Year of promise underlines Coyle's potential

Last updated : 24 November 2008 By Richard Oldroyd
Thus far, Coyle can look back on his reign with great satisfaction. He has been a success. Not an unqualified one, mind, and his inexperience has, at times, been exposed. Yet the mere fact so many of his shortcomings can be attributed to that lack of years in the job is itself indicative of his potential as a manager and as a coach.

Swiftly though it may have passed, much has happened in his year in Lancashire. There have been three rough phases to the year, with the first a brief honeymoon period in which the team played positive, vibrant football with success away from home but without reward at Turf Moor.

The second phase spanned the beginning of this season and the remainder of last, from January through to the beginning of September. There were good performances to enjoy, but there was defensive chaos aplenty, and Coyle's pass and move mantra appeared to translate in practice into deliberate, static passing lacking the movement necessary to carry a concerted threat.

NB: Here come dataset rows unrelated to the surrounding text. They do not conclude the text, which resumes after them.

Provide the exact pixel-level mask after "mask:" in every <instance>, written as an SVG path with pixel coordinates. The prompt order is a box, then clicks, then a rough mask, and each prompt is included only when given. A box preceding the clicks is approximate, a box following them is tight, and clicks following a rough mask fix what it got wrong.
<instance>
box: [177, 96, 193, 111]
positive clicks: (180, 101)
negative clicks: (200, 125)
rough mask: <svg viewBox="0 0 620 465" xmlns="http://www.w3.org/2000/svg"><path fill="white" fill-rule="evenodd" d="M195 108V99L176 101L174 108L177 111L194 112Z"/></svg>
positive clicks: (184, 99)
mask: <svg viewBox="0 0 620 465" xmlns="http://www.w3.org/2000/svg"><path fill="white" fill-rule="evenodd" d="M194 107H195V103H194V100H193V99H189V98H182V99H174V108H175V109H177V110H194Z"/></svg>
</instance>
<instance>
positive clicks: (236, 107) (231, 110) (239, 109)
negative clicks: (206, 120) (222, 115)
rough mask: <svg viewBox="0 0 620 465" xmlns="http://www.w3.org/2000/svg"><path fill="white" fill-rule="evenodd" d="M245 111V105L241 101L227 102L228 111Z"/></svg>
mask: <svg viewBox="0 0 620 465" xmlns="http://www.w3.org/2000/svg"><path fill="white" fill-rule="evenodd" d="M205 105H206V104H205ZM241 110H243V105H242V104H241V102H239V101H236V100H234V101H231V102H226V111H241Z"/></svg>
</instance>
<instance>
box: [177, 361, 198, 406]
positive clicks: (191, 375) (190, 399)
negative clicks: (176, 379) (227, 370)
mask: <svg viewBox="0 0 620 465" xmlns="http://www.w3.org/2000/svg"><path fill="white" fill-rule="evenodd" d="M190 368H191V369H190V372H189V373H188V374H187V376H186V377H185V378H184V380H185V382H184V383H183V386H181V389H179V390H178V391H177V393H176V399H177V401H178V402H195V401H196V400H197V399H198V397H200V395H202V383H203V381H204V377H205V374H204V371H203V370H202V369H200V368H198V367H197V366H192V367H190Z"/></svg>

And then there has been the final phase, in which things have clicked into place for the Scot and his team. The tempo and cohesion which were troublingly absent in those middle months has returned, gradually complimented by slick passing, relentless running and a joyously inventive streak.

To his great credit, Coyle has remained unfailingly positive throughout - even when it has seemed out of step with events on the field.

He has also stuck adamantly to his principles, even if he has at times been forced to adapt them to ensure their effectiveness. And over the course of the year, the essence of his management philosophy has become clear.

Broadly, managers can be classified in one of two groups. There are those who believe in empowering their players, providing a framework but ultimately trusting players to take responsibility, back their instincts and play the game as they see it unfold in front of them; and there are micro-managers who prefer to programme the movements of their players to ensure they carry out detailed tactical instructions.

Owen Coyle, like Arsene Wenger and Alex Ferguson but unlike the likes of David Moyes, Rafael Benitez or Jose Mourinho, belongs firmly in the former category. He wants his team to play with freedom and spontaneity, and he wants it do so on the front foot, pressing high up the pitch and taking the game to the opposition with or without the ball.

The best examples of his philosophy in action thus far have come in the two high profile cup-ties he has overseen against Arsenal and Chelsea, and it will no doubt be demonstrated further when Arsenal return to town in eight days time. Many managers would legitimately opt for a policy of structured containment against such illustrious opponents, but Coyle has sent his team out containing the same offensive players as he would employ for the visit of a lowly Championship outfit, with the same encouragement to try and score goals. On both occasions, his players have responded impressively to that trust.

In fallow periods in which players lack confidence, teams set up in this manner will be prone to appearing chaotic in defence and stilted in attack, as players made hesitant by lack of belief abdicate the responsibility handed to them. But the reverse is also true: when on song and playing with verve, these are the sides which produce the sort of creative, entertaining football which all supporters wish to see.

This Burnley side have such champagne football in them, but they have not yet hit the loftiest peaks. That is the next step for both manager and team. And beyond that is a further challenge: to ensure that when such doubts do slip in, the manager does not allow them to linger. The best of his type are experts infusing their charges with the belief; without it, their philosophy cannot succeed.

Whether Coyle is capable of doing the same to maintain the success of his men remains to be seen. But he has answered emphatically most of the questions posed of him so far, and has proved himself a fast learner, too.

His use of substitutes was at first underwhelming, but in recent months he has proved adept in the art of changing personnel to alter the course of the game. At the beginning of this season, he attempted to impose too sophisticated a style too quickly; a pragmatic re-evaluation swiftly and sensibly ensued. And the loose enthusiasm of his early interviews has evolved into an articulate, positive but distinctly guarded approach to media questioning.

Indeed, it is worth pondering where Burnley might be had Coyle not been so ambitious in his deployment of Eagles, Blake and Elliott behind Paterson in a diminutive front line at the outset of this season and had he not betrayed his naivety in constructing a patently inadequate pre-season campaign. Without the slow start to the season which resulted from those errors, Burnley could well be challenging Wolves and Birmingham from a position of parity.

It is worth sounding a note of caution here, mind. Two seasons ago, before Steve Cotterill's regime began to unravel, his Burnley side went into December in fourth place, three points shy of an automatic promotion place having accumulated an impressive 34 points from 20 games and having averaged practically a goal and a half a game. As Cotterill knows better than most, getting into position is one thing. Sustaining it into the new year is the tricky bit.

Coyle now has a greater depth of resources than Cotterill could ever call upon, and his team plays with a level of sophistication and class unmatched by any recent Burnley side and which suggests a greater staying power. Having demonstrated both his own potential and that of his team, he must now ensure it is realised in the final reckoning come May. We will learn plenty more about Owen Coyle between now and then.